Ensuite, Coulibaly nous a dit qu’il allait faire sa prière. Cela a duré au moins quinze minutes, durant lesquelles on l’a perdu de vue. On a mis les autorités au courant. Mais nous n’étions pas certains du moment de l’assaut.
«Par la suite, il est parti s’occuper de ses explosifs.
C’est à ce moment que le RAID a fait exploser la vitrine. Coulibaly a crié. Il a couru vers la porte de secours, à l’arrière du magasin. Il y a eu un flash étourdissant.
Puis le rideau de fer de l’entrée principale a commencé à se lever. Coulibaly est passé tout près des otages sans leur tirer dessus. Il s’est dirigé en courant vers les policiers et a commencé à faire feu. J’étais à moitié allongé au fond du magasin.

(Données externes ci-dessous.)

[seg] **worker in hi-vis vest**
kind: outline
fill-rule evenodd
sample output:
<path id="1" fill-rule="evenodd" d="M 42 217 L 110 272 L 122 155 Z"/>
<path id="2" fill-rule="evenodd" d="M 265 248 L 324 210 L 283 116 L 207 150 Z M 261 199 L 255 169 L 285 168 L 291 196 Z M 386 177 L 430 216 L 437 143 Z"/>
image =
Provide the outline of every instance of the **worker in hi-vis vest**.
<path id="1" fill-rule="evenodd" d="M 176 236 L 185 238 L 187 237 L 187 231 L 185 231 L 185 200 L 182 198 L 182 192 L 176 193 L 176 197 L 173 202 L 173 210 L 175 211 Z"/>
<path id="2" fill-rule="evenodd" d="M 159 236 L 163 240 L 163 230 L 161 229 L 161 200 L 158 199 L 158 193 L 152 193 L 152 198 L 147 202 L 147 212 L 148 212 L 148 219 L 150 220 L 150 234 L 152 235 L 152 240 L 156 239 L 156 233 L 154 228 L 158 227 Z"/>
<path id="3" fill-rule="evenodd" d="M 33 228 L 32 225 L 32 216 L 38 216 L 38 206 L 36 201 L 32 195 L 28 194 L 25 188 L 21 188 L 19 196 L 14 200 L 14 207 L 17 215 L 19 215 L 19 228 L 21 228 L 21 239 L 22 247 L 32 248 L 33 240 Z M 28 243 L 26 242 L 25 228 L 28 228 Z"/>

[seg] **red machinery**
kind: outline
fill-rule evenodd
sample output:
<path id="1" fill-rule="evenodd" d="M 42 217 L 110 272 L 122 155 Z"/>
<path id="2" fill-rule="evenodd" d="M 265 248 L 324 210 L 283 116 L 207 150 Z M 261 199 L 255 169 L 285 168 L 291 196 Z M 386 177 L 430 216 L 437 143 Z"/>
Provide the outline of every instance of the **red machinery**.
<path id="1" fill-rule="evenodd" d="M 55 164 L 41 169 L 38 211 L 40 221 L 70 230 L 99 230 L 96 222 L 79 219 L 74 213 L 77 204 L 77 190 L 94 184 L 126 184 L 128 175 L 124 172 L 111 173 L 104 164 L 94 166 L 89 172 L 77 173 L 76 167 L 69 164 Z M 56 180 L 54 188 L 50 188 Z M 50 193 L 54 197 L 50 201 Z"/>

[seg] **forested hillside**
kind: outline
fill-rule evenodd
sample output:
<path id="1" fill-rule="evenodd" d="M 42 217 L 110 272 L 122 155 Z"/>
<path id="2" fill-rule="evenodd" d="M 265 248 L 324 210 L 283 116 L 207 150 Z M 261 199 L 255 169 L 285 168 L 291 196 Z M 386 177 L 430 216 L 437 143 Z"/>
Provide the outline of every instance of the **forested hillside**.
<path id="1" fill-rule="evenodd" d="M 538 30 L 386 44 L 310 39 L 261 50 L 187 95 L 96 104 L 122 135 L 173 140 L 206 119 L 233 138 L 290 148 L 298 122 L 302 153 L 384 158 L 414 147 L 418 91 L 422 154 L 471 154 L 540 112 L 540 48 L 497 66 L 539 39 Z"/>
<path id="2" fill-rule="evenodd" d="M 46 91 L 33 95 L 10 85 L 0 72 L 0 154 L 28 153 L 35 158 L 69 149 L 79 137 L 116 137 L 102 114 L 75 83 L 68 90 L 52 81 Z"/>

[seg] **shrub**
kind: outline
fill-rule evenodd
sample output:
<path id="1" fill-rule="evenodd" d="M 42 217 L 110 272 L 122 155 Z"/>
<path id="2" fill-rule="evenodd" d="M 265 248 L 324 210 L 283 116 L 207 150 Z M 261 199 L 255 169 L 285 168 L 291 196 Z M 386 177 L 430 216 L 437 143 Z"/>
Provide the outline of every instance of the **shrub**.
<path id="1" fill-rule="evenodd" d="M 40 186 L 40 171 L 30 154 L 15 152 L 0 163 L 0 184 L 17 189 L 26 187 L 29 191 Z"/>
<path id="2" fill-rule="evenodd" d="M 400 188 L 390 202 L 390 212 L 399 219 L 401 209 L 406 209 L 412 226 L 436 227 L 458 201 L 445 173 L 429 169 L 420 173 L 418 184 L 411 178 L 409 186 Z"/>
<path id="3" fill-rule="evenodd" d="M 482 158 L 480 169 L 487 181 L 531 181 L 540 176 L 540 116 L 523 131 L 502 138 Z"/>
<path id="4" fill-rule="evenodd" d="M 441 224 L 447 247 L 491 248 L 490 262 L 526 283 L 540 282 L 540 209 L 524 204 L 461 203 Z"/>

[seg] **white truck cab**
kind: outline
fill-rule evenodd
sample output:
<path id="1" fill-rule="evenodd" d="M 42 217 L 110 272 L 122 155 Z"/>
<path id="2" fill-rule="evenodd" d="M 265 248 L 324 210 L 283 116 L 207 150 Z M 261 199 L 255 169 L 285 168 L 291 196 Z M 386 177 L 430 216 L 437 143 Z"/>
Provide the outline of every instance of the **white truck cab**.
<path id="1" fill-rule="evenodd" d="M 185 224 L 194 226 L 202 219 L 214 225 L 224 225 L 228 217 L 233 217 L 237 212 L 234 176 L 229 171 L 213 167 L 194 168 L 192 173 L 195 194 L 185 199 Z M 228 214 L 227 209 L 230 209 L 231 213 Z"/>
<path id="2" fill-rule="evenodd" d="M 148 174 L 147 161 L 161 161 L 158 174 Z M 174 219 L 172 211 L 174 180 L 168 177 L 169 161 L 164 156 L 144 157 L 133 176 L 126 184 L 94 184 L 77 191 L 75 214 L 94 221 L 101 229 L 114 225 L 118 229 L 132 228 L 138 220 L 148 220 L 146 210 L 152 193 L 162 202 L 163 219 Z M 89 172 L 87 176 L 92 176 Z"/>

Quand je l’ai vu tomber, j’ai crié : "On sort !". J’ai aussitôt été alpagué par les policiers et mis en sécurité. Nous avons été emmenés à l’Hôtel-Dieu, puis nous avons donné notre déposition au Quai des Orfèvres.
«Les quatre familles ont décidé d'enterrer leurs morts en Israël», a indiqué un responsable communautaire en France.
Les Braham avaient déjà perdu un enfant, enterré en Israël. Philippe Braham «doit être là-bas, auprès de son fils», a déclaré sa veuve.
Les quatre hommes n'étaient pas Israéliens, mais le Premier ministre Benyamin Nétanyahou a accédé à la demande des familles qu'ils soient enterrés à Jérusalem.